The bed’s warmth turned to cold as it was transformed from a cozy lover’s nest to a whore’s padded workbench in an instant.

She slumped back, squeezing her eyes shut to blot out the sight of her own stupidity. Not even one juan in a thousand wanted a morning after with an old hooker with a messed-up face. How could she have been dumb enough to let herself think this one would be any different?

But she had, damn her. She’d thought he understood just how awful it felt to be used and abandoned. She’d let him raise up her expectations only to chop them off at the knees.

So much for the knight in shining armor.

So much for answering his stupid frigging question in the morning.

Choice. What a laugh! But somehow she didn’t feel much like laughing…

She couldn’t even choose just to lie there and feel sorry for herself. Now that she was awake the messages from her bladder were too urgent to be ignored any longer.

No rest for the wicked, she thought sourly, heaving herself out of bed and padding naked into the small dark bathroom. There was no need to turn the light on. She knew where everything was.

Draining off some of the far too much she had drunk made her feel a little better. Remembering the thousand credits waiting for her made her feel a little better yet, at least partially blunting the sting from the slap in the face.

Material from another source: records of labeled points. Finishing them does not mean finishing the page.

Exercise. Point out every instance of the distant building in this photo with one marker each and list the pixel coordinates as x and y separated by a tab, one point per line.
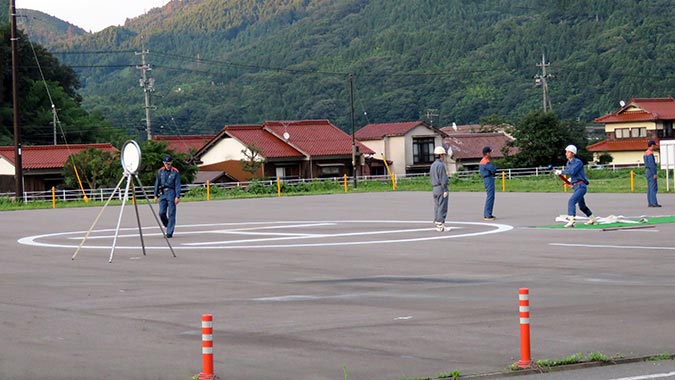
629	128
408	147
42	165
290	149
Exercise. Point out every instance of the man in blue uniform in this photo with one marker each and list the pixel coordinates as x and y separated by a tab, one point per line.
575	170
167	189
439	184
487	171
652	174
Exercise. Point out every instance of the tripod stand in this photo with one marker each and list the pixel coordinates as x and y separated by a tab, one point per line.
129	177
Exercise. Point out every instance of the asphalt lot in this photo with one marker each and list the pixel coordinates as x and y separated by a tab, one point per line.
306	287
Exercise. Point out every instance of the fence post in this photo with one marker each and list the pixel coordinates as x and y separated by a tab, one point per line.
207	348
524	309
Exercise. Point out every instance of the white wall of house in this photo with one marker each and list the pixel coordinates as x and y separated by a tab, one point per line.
224	150
6	168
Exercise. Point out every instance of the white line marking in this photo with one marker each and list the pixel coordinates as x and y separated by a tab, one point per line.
613	246
184	229
654	376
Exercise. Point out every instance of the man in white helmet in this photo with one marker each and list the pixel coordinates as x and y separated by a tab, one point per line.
575	170
439	183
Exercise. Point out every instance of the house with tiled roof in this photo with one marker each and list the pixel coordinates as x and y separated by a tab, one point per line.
408	147
183	144
629	128
290	149
42	165
467	142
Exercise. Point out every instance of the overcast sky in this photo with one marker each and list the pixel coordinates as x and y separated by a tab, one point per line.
92	15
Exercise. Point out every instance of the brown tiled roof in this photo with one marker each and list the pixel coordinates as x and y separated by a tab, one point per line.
382	130
619	145
470	145
270	145
49	156
642	109
183	144
316	137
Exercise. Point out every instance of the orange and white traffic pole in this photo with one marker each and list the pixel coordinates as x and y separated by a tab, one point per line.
524	309
207	348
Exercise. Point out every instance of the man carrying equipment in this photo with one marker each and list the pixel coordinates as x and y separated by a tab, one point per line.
167	189
579	183
439	183
487	171
652	174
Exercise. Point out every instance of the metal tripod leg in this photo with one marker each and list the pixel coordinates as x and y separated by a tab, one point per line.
159	223
97	218
119	219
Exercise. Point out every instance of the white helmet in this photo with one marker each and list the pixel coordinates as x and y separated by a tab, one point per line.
571	148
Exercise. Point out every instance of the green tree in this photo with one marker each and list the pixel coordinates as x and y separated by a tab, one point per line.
541	139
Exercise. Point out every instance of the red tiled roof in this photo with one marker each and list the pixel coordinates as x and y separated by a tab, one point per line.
270	145
642	109
316	137
382	130
470	145
619	145
49	156
183	144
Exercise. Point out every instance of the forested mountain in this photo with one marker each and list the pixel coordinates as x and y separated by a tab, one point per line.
217	62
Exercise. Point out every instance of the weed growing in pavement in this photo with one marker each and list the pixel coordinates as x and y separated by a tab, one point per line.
663	356
454	375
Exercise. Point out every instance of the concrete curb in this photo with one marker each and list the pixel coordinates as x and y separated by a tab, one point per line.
568	367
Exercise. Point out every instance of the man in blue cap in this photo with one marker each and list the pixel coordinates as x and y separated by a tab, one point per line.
167	189
652	174
487	171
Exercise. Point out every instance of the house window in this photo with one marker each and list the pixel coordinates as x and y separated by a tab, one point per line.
624	133
423	150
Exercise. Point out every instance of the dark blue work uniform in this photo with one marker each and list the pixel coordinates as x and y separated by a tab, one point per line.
487	171
652	178
575	169
167	189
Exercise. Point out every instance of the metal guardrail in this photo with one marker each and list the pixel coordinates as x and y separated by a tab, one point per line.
103	194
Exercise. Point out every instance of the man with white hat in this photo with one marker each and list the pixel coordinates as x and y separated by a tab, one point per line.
439	183
575	170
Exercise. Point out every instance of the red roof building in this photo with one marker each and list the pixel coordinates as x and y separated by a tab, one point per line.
407	146
629	128
42	165
290	149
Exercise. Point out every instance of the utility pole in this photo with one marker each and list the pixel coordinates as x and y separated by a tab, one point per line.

When she turned up the lights and tried to check herself in the bathroom mirror to see if she looked any better—or worse—than she felt, she found that it had been covered over with the pink plastic tablecloth from the sitting-room table. Something had been written on it in tall black letters so meticulously formed that they might have been machine printed.

Merry frowned and rubbed her bleary eyes, then started reading.

Choice it began, is better than money.

By the time Merry had finished reading the message Marchey had left her, he was already over two thousand kilometers away from Vespa, the ship around him still gathering velocity as it carried him toward the next place his skills would be used. Where he would be used.

He sat in the small galley nook, nursing a coffee and brandy, and musing on the past day and night.

The two surgical procedures he had performed were routine in that only a Bergmann Surgeon could have done them, that he had not met the patients before or after, and the hospital staff had given him the bum’s rush the moment he was done. No one had called him a pariah to his face. They hadn’t needed to. Actions spoke louder than words.